Tuesday, March 4, 2008

Tapering the soundboard

Now comes the part I've dreaded a little bit since the beginning of the project last summer: the soundboard has to be selectively hand-planed in spots on its underside. This will definitely have an impact on the tone quality and sustain of the completed instrument.

The process worries me because of my lack of experience: a professional would know how to adjust the planing to suit the specific pieces of wood he was working with at the moment. Experience and judgment would tell him whether to remove more or less material, given the peculiarities of the wood he had at hand: no two soundboards would be planed exactly the same way, even though the resulting instruments might very well turn out similarly.

There is no substitute for experience, so all I can do is follow the general principles and humbly accept the whole experience as a learning exercise.

Some of the general principles in thinning a soundboard are:
  • Italian soundboard thinning takes place along the outside edges, and some sort of taper towards the edge is aimed for. Having said this, it is possible to find historical Italian instruments in which the soundboard doesn't seem to be tapered at all.
  • Mass = inharmonicity. Inharmonicity is desirable in the bass, less so in the treble, so the treble areas will be thinned out more than the bass. This concept was already made use of back when the soundboard was assembled, by choosing "ringier" boards for the bass and "duller" boards for the treble.
  • There is a correlation between soundboard mass and the resulting instrument's volume and sustain.

I've taken a preliminary stab at the tapering process with a block plane, first tracing out the bridge curve on the underside in pencil and then planing outward from there with a block plane:


You can see a bit of a shadowy area along the bentside curve, which is the planed zone.

The grain has torn out here and there on one section, which probably means I inadvertently turned that board around at some point before it got glued into the completed soundboard. Luckily this is the underside of the board and a cosmetically even appearance is not important: you can see I didn't work hard at cleaning off dried glue spots either. In historical instruments the underside of the soundboard often shows plane marks and scratches. Many makers feel some irregularity to the board is actually a good thing: apparently this roughness keeps the board relatively neutral and prevents it from overly favouring any one particular vibrating frequency.

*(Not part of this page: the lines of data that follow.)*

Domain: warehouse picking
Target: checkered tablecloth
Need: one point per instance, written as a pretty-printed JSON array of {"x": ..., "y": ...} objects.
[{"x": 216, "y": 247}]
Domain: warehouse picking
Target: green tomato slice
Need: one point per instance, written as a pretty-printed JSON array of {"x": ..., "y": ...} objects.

I might sand along the very edges of the board later, so that a smooth surface will be present when the soundboard is glued into the case.

Note that I also cut out a hole for the rose (a parchment or metal ornament glued to the underside of the soundboard). I have a charming parchment rose that consists of two layers: a disc glued underneath the soundboard and a ring around the hole at top. The hole was easily made with a drill and a 2.5" hole saw, which gives a hole slightly larger than the top ring. This way the hole edges won't be seen. I decided to locate the hole halfway between the spine and bridge, and twice this distance forward of the bellyrail; clearly there is one exact location that satisfies these criteria simultaneously, and that is where I drilled the hole.